I wanted to end this blog on a light note.We have fostered 9 Pit Bull puppies for 6 weeks.  These are the last two.  Lukas, the one on the left is going to our neighbor Tori, the runt still needs a home.  We found the other 7 really good families.  We are definitely going to miss these guys.  We have learned that, by nature, Pit Bulls are not bad dogs.  Some people transform them into vicious animals.

Tuesday, March 13, 2012

Hiking the local trails

Last week we hiked the Vista Del Lago trail.  Translated, this means "view of the lake".  This hike was not in the book so we named it ourselves.

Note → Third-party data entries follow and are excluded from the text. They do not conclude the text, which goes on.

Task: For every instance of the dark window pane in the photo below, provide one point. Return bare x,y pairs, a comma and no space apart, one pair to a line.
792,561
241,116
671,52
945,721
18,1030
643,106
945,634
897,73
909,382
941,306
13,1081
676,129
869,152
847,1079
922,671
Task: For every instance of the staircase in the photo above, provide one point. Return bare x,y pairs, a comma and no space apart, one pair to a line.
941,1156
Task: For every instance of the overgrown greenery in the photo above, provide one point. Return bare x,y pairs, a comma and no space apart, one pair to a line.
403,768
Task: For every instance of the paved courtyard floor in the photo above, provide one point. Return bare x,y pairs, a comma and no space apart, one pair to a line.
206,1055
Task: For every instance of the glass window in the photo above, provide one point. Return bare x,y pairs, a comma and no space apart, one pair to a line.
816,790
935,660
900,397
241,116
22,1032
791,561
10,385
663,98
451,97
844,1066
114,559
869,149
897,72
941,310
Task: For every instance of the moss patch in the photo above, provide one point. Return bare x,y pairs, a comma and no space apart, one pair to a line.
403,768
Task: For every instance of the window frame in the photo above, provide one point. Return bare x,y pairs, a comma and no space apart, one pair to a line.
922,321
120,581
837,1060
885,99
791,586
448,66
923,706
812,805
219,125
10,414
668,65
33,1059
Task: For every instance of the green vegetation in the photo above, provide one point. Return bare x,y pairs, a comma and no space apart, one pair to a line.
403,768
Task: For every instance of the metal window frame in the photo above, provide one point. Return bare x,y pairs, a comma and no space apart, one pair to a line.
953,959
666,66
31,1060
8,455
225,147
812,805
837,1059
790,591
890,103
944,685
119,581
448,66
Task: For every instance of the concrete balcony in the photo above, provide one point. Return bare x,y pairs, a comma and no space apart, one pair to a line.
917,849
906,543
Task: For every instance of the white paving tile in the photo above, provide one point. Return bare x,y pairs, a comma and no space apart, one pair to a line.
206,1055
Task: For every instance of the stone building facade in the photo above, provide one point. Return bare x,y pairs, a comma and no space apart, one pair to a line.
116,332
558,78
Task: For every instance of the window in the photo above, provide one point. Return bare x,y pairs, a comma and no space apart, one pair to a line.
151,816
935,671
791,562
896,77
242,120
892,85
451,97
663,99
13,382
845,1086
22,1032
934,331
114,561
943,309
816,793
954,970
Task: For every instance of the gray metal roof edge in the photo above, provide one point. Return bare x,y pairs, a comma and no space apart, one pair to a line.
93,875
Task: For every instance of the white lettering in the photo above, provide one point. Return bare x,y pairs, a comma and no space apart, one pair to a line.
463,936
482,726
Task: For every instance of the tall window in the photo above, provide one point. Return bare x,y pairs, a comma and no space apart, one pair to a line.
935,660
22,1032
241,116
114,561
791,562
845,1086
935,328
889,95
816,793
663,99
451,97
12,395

The trailhead is 1 mile from our house.  A steep climb for the first mile leads to wide open grasslands that reminds you of being on  safari in Africa.  We continued to hike for six miles in a loop that ended at our front door three hours later.
Debbi and J.C. at the trailhead
Lots of loose rock in this dry streambed that doubles as the trail.
When the rains come in several months, this could turn into a river.
This guy lives at the top of the trail.  I don't know how he maneuvers his wheelbarrow one mile down the trail with all the rocks and boulders.  The Mexicans are very resourceful and persistant.  He is taking three bags of compost to sell in San Nicolas.
The trail is very narrow when you get to the top of the hill.  There are outstanding views Lake Chapala.
Found some shade under these trees to enjoy our lunch.  Diablo's having a good time.
This man had 20 goats grazing nearby.  Notice the rock walls.  These contain the livestock.
When the rains come in several months, this will look like a jungle.
Steep and rocky.  Diablo loves to go on these hikes!
We had to bushwhack for one mile to get to the main trail that led us back to our house.

Saturday, March 10, 2012

Specialty stores

There are many small specialty stores in the Lakeside area.  The ones that I'm featuring today happen to be in Chapala.  But the other Lakeside communities have them also.
Ferreteria  is a Hardware store.
Inside you will find everything from garden tools to nuts and bolts.
Caseta Telefonica means telephone booths.  When my computer goes down and I have no Majic Jack, this is what I use to call family and friends.
They charge 4 pesos per minute to call San Diego, California.  That is 32 cents per minute.
These Pharmacy stores dot the main street in Chapala.
You can get prescriptions filled here or buy over the counter.
This sign says Veterinarian, but it really is a pet supply store.    
Easter bunnies for sale in the cages.
I love the color on this office supply store.
They sell notebooks, pens, pencils and sometimes greeting cards @ 75 cents each.